By NEAL E. BOUDETTE and NORIHIKO SHIROUZU
DETROIT -- This decade has already seen burst bubbles in tech stocks, homes and credit. Now, it seems, another segment has fallen victim to irrational exuberance: the U.S. auto market.
Like investors who sent dot-com stocks or house prices to unsustainable levels, auto manufacturers in the U.S. have pushed their sales volumes to new peaks over the past decade. They invited customers to buy cars at employee prices, extended no-interest loans for up to six years and sold unprecedented numbers of vehicles to rental fleets -- all strategies that some analysts say drove U.S. auto sales to artificial highs.

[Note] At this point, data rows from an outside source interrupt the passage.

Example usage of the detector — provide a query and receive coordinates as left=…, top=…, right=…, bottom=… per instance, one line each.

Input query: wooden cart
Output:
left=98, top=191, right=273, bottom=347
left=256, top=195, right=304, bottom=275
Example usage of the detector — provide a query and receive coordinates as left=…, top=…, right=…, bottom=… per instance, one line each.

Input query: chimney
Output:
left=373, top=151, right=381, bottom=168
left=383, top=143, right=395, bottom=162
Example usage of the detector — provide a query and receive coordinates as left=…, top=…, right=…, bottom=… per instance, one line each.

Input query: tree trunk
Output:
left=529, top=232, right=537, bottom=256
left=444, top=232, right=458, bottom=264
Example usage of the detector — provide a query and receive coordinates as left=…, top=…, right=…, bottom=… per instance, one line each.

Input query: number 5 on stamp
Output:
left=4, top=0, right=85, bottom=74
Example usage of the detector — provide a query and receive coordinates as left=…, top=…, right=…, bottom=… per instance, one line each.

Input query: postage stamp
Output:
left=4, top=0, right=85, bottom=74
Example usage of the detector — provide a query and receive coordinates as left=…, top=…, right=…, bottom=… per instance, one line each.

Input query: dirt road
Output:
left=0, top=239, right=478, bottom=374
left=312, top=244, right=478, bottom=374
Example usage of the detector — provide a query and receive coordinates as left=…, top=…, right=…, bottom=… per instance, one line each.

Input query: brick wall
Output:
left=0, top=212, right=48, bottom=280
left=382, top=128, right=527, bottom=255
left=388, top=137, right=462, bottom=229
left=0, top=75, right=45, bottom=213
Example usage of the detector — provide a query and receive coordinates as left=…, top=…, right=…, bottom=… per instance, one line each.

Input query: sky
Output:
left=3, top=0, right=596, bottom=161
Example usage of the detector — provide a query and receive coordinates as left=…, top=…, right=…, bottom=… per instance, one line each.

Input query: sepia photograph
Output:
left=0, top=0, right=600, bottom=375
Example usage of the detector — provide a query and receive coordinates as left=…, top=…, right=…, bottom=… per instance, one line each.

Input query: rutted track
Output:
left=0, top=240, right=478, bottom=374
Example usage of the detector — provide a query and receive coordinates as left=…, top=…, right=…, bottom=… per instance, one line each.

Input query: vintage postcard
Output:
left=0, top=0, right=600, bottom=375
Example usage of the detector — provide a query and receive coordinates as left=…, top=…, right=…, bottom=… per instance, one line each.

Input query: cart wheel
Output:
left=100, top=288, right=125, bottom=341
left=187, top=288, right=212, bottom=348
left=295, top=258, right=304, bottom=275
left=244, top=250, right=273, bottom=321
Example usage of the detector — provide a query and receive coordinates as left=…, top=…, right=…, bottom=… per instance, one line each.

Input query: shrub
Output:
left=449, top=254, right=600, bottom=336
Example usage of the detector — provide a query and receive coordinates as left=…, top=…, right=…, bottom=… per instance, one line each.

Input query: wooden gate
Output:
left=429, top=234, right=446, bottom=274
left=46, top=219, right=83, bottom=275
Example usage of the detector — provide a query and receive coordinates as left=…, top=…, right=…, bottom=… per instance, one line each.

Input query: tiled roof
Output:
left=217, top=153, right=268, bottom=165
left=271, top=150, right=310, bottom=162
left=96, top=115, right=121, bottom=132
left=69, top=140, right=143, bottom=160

Through most of the 1990s, auto makers sold a little over 15 million cars and light trucks a year in the U.S. market. That changed in the late 1990s: With gasoline prices low and many U.S. consumers feeling flush from the tech-stock boom, auto sales surged. Sales peaked at 17.4 million in 2000 and remained near 17 million for another five years. Heads of General Motors Corp. and Toyota said the U.S. was entering a golden age of the automobile. In 2003, Toyota's head of North American sales predicted the industry would soon be selling 20 million vehicles a year.
They were wrong. Sales started falling in 2006 and this year are expected to be right back where they were in the 1990s, at just over 15 million.